This implies the establishment of an alliance on the post-Soviet space, above all in its European part, of modern states based on human rights, freedom, respect for your fellow man, the separation of powers, a competitive market economy and a civil society which provides creative opportunities. This is the strategy underpinning the creation of a third global centre of power, a Russian-European centre on level footing with the centres in North America and South-East Asia. And this is what Putin’s politics and the article are seeking to prevent.

 

***

The Russian regime, just like its Soviet predecessor, never asks or warns anyone. In 1979 nobody warned our people about the military invasion into Afghanistan. In 1994 they launched a war in Chechnya, once again without any discussion. They proceeded in virtually the same way in Ukraine and Syria.

And in this sense Putin’s article has yet another separate and special feature: this article was a warning. Even though it was addressed not so much to us as to a notional version of the West, it was published on the eve of what is called elections in our country3, and this makes Russian citizens its active recipients to a material extent. Russia’s citizens will have an opportunity to express their views on the policy proclaimed by the President. We can vote “for”: for Russia’s right to a significant proportion of the territories of neighbouring Ukraine, for a plan to strip Ukraine of its sovereignty and statehood, and accordingly for the opportunity to wage war with Ukraine at any moment in time. This means voting for United Russia, the Communist Party of Russia, the Liberal Democratic of Russia and A Just Russia – Patriots – For Truth.

However, we can also vote against such a policy — for peace, the prospects of mutual understanding with the European Union, for equal and amicable relations with Ukraine and Belarus. And this means voting for Yabloko.

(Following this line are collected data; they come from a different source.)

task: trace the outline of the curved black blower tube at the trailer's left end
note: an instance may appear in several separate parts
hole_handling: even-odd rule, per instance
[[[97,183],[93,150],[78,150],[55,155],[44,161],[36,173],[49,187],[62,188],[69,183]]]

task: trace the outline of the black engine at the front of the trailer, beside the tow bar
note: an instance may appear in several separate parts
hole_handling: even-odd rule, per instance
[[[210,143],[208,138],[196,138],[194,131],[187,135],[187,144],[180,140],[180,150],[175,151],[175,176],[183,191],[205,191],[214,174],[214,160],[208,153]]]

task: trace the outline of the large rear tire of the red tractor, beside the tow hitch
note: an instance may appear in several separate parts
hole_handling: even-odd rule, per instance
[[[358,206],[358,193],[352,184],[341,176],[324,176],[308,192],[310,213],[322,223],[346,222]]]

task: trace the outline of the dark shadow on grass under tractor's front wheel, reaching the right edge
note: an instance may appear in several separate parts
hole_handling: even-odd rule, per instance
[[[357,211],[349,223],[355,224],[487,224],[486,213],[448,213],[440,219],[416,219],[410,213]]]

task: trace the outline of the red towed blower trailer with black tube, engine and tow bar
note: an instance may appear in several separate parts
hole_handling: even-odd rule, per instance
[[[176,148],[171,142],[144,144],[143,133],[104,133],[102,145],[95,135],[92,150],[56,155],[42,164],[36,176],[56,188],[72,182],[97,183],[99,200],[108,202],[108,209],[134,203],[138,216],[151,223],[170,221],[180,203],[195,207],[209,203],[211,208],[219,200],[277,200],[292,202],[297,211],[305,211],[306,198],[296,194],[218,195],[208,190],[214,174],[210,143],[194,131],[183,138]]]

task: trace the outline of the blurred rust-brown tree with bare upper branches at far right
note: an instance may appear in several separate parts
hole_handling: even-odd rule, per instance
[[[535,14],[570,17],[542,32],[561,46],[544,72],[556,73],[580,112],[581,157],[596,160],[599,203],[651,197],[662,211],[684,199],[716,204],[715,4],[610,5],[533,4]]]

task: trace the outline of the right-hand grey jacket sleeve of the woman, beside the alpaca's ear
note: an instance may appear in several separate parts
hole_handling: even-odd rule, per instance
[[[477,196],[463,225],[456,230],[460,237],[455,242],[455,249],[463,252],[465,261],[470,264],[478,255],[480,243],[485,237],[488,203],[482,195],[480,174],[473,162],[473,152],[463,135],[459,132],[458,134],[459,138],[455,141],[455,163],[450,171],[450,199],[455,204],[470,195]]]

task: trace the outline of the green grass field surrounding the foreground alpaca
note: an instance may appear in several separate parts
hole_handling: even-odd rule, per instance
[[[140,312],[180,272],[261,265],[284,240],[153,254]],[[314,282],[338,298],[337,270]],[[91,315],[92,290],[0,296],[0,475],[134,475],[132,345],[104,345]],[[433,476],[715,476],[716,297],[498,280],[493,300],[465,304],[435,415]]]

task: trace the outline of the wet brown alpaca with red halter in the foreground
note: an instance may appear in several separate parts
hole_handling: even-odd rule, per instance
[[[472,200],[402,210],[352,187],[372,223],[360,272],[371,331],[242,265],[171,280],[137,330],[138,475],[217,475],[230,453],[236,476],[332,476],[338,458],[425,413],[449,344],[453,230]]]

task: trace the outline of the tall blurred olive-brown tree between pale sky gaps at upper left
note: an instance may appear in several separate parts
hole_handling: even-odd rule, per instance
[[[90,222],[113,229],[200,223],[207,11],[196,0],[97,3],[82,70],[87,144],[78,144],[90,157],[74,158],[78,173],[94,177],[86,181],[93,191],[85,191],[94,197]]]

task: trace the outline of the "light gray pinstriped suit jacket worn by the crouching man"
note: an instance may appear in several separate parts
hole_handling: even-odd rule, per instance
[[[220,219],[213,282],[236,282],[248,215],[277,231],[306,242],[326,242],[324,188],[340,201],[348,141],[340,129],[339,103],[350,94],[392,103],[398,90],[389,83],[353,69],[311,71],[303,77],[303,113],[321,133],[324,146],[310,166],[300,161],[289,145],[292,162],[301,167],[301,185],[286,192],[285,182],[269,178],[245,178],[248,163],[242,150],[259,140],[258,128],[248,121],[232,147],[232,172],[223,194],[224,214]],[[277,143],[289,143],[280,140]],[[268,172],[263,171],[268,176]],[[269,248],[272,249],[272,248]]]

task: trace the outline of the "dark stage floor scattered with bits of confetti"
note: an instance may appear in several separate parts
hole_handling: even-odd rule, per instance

It goes without saying that the geopolitical and military and political course implemented by Putin will not be contingent on the views of a small proportion of the electorate, all the more so as too much is known in advance about the “results’ of these elections. To engineer a change of course, as many people as possible must vote against a war with Ukraine. However, in the current environment of depoliticization, the utterly abased and despicable state propaganda, dumbing down and falsifications, the majority of the population is deprived of the chance to realise that war might become reality and that this is the underlying message of Putin’s article. At the same time, however, for the time being it is still possible to say “no” to war and chauvinistic expansion, and this opportunity must be used. At least for history’s sake.